On the launch, as we rode deep into the Sherbro River, you get to see on the right a snake-long of several miles beds of swamp rice laid on the foot of towering mangroves overlooking the river as it streams downward in tranquility created by the harmattan. We were told the sea calms during harmattan.

On approaching the Island from afar we heard in the wind massive chorus whirl-winding about. And as we got closer and on disembarking onto the jetty, we were greeted by tumultuous crowds of people dressed in party colours. They yanked the Minister out of the boat and commenced dancing with him in exhibition of love for a son and in demonstration of clannishness unnoticed anywhere in the world. I wish not to state any further that our Minister was buried in the crowd. His slimness is part of his humility.

Cee Bah wept! He could not hide his impression. His tears flowed from his eyes in utter humility and compassion; and the rivers burst their banks in excitement; and the rhythm in the high-pitched songs drove into the wind, circulating word of his arrival, of his personality, and of his ardour. 

His entourage; Victor Foh; Paramount Chiefs of Sittia, Bendu-Cha, and Imperi chiefdoms; Deputy Speaker of Parliament; Bonthe District Officer; Honourables; Mayors and Councilors, Oswald Hanciles (the Guru) and the people of Bonthe city – we all marched along Medina street at around 7:00 in the evening in a ballyhoo-type jamboree onto city council hall for the Minister’s address, where he was cladded with a country clothe by female councilors while his wife looked on tenaciously and with pleasure, perhaps.

He told the people of Bonthe city that he was humbled to join the Deputy Speaker of Parliament, Sengepoh Thomas and others to mobilize funds to undertake community projects that would support the physical wellbeing of his people, enhance their social livelihood through agriculture and trade, and increase access to and retention in schools. 

Today, as I understand it, the Fullahs, ethnicity of Cee Bah, have transformed themselves into one of the productive layers of society. Fifty or more years ago, you will locate them at Dove cut pushing ‘Omorlankay’ or shinning or mending shoes, and in abattoirs trading in cattle and in cola nuts, and in tiny shops engaged in tailoring or selling bread-and-butter and needle-and-thread. Cee Bah’s grandfather immigrated to Sierra Leone from Guinea through Kabala and got attracted to trade in Bonthe city, where he traded in cattle and cola nuts, and where he produced Cee Bah’s father right at Bonthe Island municipal hospital in the 60s.

The Fullah’s productivity spans beyond business with almost half of the bigger shops in Sierra Leone owned by them. They are now into governance in political administration high up there at cabinet level discussing matters of state survival, state security, and the economy of the state. President Bio embraces them all. He has provided them space to exhibit their competence in the administration of the state.

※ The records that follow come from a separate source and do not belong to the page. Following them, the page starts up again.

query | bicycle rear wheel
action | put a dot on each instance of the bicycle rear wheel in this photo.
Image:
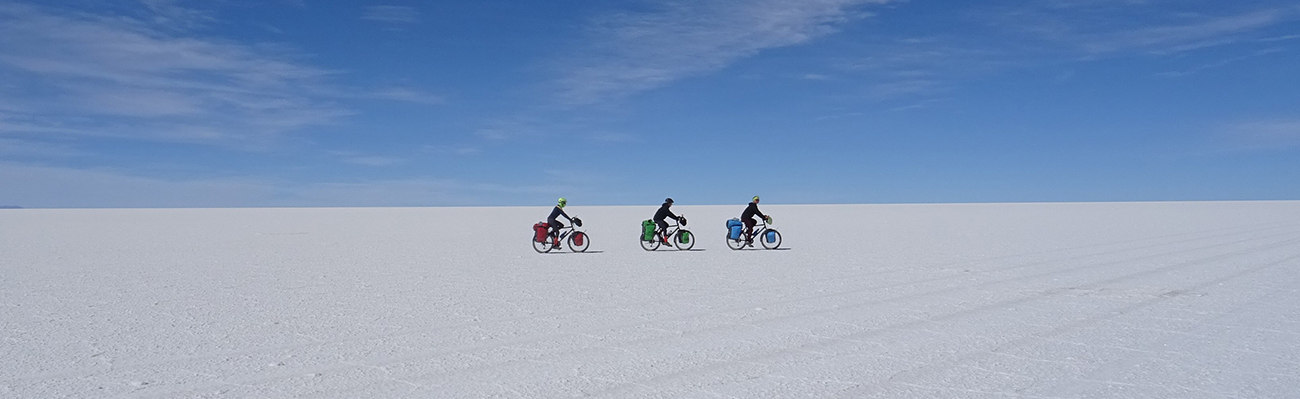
(541, 247)
(575, 247)
(684, 235)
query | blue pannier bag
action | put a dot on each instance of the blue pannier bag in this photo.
(733, 229)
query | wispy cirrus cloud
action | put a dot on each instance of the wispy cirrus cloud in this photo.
(72, 187)
(391, 14)
(134, 78)
(1265, 135)
(1105, 27)
(638, 51)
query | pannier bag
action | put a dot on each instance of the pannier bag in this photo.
(735, 228)
(648, 229)
(541, 230)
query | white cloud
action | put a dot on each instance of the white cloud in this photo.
(35, 186)
(408, 95)
(638, 51)
(391, 14)
(1106, 27)
(1262, 135)
(1199, 33)
(139, 79)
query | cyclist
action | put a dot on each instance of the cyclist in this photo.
(662, 215)
(554, 218)
(748, 218)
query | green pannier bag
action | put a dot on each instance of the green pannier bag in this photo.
(648, 230)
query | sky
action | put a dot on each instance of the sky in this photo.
(281, 103)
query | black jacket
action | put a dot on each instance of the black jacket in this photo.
(752, 211)
(664, 213)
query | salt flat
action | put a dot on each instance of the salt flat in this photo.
(944, 300)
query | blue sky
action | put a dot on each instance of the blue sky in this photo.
(160, 103)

Today, Chernor Bah speaks for and on behalf of government; speaks for the people of Sierra Leone; and speaks with outright command and authority unrivaled with anyone of his time. Minister, Bonthe District is proud of you. I am equally impressed with you. May the good God see you through! Oops, Cassillar, thanks! Oswald Hanciles (the Guru) and Osmond Hanciles, thanks. I stayed in their family house on the Island during the trip. Cee Bah, I remain yours! Alimamy Lahai Kamara.